'Well Kids, I Lost My Job'
How newly laid-off fathers should break the news to their children.
June 19, 2009 — -- It didn't take long for Thom Rouse's 8-year-old son to realize something was wrong.
"He caught on pretty quickly that he was seeing a lot of me lately. He wanted to know why he was with me all the time, why I was available to pick him up and drop him off from school," said Rouse, a 39-year-old father of two from New Jersey.
"I knew I could either lie to him or tell him that I had lost my job," said Rouse. "I decided to tell him the truth."
It's a decision millions of parents have had to make in recent months. How does a parent, especially a father whose sense of self is often tied to being a provider for his children, tell his kids that he has been laid off?
With Father's Day around the corner, the largest number of men in a generation are struggling with how to break the news that they have lost their jobs to their children.

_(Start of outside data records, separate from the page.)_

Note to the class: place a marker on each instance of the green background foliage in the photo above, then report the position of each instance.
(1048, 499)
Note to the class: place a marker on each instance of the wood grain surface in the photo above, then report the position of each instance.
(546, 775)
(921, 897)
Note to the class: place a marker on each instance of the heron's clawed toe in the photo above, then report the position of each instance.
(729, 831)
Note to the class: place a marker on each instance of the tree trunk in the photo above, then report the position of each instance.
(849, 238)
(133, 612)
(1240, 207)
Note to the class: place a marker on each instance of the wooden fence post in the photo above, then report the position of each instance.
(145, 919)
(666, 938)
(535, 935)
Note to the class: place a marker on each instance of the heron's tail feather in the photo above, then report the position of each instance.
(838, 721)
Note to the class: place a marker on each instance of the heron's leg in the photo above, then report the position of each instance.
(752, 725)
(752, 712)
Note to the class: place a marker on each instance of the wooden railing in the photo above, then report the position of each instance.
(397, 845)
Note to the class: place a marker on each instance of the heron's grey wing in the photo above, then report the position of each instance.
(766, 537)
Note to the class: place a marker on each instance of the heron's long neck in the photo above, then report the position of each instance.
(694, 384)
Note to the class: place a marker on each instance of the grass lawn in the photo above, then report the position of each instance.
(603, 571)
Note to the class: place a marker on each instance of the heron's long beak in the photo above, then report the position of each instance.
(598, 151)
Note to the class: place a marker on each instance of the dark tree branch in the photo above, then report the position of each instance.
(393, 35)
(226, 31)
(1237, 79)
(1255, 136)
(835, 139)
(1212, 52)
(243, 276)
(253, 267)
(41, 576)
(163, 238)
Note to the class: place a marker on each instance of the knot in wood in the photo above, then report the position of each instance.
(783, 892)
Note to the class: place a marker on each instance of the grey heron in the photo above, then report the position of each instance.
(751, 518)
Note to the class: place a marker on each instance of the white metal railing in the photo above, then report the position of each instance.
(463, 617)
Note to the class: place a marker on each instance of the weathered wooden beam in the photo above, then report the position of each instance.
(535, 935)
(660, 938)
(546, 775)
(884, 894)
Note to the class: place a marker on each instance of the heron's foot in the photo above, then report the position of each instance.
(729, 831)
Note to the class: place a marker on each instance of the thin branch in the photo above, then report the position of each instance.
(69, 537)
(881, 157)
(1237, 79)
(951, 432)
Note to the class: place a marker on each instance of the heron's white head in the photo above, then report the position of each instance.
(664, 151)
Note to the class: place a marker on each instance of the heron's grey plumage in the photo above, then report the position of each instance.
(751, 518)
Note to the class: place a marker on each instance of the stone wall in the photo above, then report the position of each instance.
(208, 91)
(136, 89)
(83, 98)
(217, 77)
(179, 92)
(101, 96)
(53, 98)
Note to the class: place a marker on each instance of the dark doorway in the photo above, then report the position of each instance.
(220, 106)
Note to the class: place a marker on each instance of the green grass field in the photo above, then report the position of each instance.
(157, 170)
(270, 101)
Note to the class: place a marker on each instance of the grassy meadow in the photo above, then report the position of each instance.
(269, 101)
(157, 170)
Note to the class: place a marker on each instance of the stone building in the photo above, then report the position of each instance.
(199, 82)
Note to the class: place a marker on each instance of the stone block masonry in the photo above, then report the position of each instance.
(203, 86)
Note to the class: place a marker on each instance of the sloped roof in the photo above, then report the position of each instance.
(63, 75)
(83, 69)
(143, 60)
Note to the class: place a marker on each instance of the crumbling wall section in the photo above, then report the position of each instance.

The U.S. unemployment rate is the highest it has been in more than 20 years. In May, the number of unemployed people increased by 787,000 to 14.5 million, and the unemployment rate rose to a 25-year high of 9.4 percent, and the rate for adult men jumped 9.8 percent last month.
The Labor Department has yet to break down this year's figures for fathers. In a report released last month that looked at the 2008 unemployment data, out of 35 million families, there were some 2.4 million unemployed fathers of children 18 years old or younger.
Advertisers have tapped the growing market of recently laid-off fathers, playing mostly to their fears about being able to put food on the family table.
In a television commercial for Liberty Mutual, a father interrupts his family's chatter over dinner in a stereotypical suburban tableau.
"Can I speak just for a couple of minutes over something that's going on?" the middle-aged dad says nervously to the table at which his children, wife and elderly father-in-law are seated.
"Things at work are changing a little bit right now," he continues. "There's been some layoffs; I don't know how far that's going to go. Which means the amount of money that's coming into this family is going to be affected. Some of the promises that we made -- your mother and I … may have to be put on hold for a while. … As of right now we gotta kinda tighten the belt. So we all gotta work together on this and keep the bills to where we can actually afford them."